What I found is not a general answer on the translation of First(), but is the answer applicable to this particular situation.

Notice three things. First, all the fields in the select statement are inside so-called "aggregate" functions, in this case either First(), Max(), or Count(). Second, the record set is a join of three tables. And third, everything is grouped on the ID (primary key) of one of the tables.

There's one other thing you need to know in order to understand what's going on. That is that I developed the SQL code with the query design system in Access, which allows queries to be built easily in a graphical environment and automatically generates their SQL. The resulting SQL needs some clean-up, such as removing excessive brackets, but is always functionally correct.

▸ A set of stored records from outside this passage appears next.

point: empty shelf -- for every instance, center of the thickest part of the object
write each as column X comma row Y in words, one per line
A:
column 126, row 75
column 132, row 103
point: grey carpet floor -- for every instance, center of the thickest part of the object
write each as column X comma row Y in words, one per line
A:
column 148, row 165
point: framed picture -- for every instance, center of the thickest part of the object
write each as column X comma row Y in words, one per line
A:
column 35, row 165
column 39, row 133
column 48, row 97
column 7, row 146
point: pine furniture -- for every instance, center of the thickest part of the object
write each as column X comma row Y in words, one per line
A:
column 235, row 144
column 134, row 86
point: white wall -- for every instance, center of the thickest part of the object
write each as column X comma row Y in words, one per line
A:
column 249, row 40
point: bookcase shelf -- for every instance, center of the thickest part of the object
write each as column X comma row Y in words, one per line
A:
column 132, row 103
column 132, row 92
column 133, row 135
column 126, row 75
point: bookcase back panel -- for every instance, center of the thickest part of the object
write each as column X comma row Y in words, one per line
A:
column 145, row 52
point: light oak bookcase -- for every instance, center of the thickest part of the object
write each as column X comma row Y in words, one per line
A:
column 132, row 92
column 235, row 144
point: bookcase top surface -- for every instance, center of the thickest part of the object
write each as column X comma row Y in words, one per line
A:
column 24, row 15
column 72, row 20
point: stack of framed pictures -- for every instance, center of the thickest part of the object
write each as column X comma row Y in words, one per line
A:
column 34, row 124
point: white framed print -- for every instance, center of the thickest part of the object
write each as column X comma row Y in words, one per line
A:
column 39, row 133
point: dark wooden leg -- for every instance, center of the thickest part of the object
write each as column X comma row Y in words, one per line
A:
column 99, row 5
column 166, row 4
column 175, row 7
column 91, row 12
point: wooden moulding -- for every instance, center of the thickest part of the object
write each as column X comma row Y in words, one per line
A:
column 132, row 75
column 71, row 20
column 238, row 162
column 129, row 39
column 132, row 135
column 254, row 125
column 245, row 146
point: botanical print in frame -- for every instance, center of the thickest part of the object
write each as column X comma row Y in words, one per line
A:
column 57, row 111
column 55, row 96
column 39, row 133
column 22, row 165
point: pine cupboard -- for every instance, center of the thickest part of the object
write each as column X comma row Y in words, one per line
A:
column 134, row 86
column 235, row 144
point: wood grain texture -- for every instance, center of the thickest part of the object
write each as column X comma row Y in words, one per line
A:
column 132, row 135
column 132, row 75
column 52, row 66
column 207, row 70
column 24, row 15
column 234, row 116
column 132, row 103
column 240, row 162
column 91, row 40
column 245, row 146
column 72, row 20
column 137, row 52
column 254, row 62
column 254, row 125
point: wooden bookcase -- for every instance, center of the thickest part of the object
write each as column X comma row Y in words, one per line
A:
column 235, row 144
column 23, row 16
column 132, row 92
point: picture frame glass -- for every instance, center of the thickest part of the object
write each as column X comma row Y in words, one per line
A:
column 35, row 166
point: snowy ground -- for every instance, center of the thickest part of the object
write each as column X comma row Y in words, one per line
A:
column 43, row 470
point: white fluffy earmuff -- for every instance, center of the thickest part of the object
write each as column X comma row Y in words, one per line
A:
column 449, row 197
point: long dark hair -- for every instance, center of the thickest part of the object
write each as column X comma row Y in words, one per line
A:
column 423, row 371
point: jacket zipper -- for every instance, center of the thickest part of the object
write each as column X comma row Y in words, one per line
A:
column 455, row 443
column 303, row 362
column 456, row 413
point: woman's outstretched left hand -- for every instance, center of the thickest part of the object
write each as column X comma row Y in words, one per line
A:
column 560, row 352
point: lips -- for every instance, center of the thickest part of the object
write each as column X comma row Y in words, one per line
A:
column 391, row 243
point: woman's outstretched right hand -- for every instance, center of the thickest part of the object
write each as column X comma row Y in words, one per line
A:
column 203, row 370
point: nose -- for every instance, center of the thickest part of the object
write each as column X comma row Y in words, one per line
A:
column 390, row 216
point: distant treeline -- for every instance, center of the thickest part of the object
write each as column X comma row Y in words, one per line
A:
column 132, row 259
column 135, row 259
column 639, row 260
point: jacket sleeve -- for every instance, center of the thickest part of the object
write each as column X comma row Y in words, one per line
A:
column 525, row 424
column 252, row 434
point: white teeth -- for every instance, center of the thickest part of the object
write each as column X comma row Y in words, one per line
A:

However, one peculiarity of the design system is that when records are grouped, every field must appear only through an aggregate function. I've always wondered if this is a requirement of SQL or just of the Access design system. Now I have the answer to that.

This situation explains why First() is called so many times. When I built this query, the joins created many records that were duplicates on all the important fields. All I wanted was total counts of the data (and one maximum value) in the joined tables. So I put the fields from the main table in First() because that gave me data from one record of each set of duplicates (the grouping). (This explanation might only makes sense to people who have experienced this peculiar behavior of the Access query design system.)

In MySQL, I first tried using LIMIT, but that reduced the result set to one record, which was definitely not what I need. I need one record for each value of "Table1.ID1".

So the next thing I tired was just to remove the First() from all those fields. And that did it! The results are identical to what I got with those First()s included in Access. Which answered my previous question about whether those First()s are needed by SQL. They aren't. They are a figment of Access's design system.

I ran that first as a test in phpMyAdmin, then I implemented it in db_query() with three placeholders to 0, "+", and -1. And as I said, the results are identical to what is generated on the current site running in ASP with eight calls to First().

So there you have it. In this particular, limited situation, the translation of the Access First() function for use in Drupal is simply to remove it!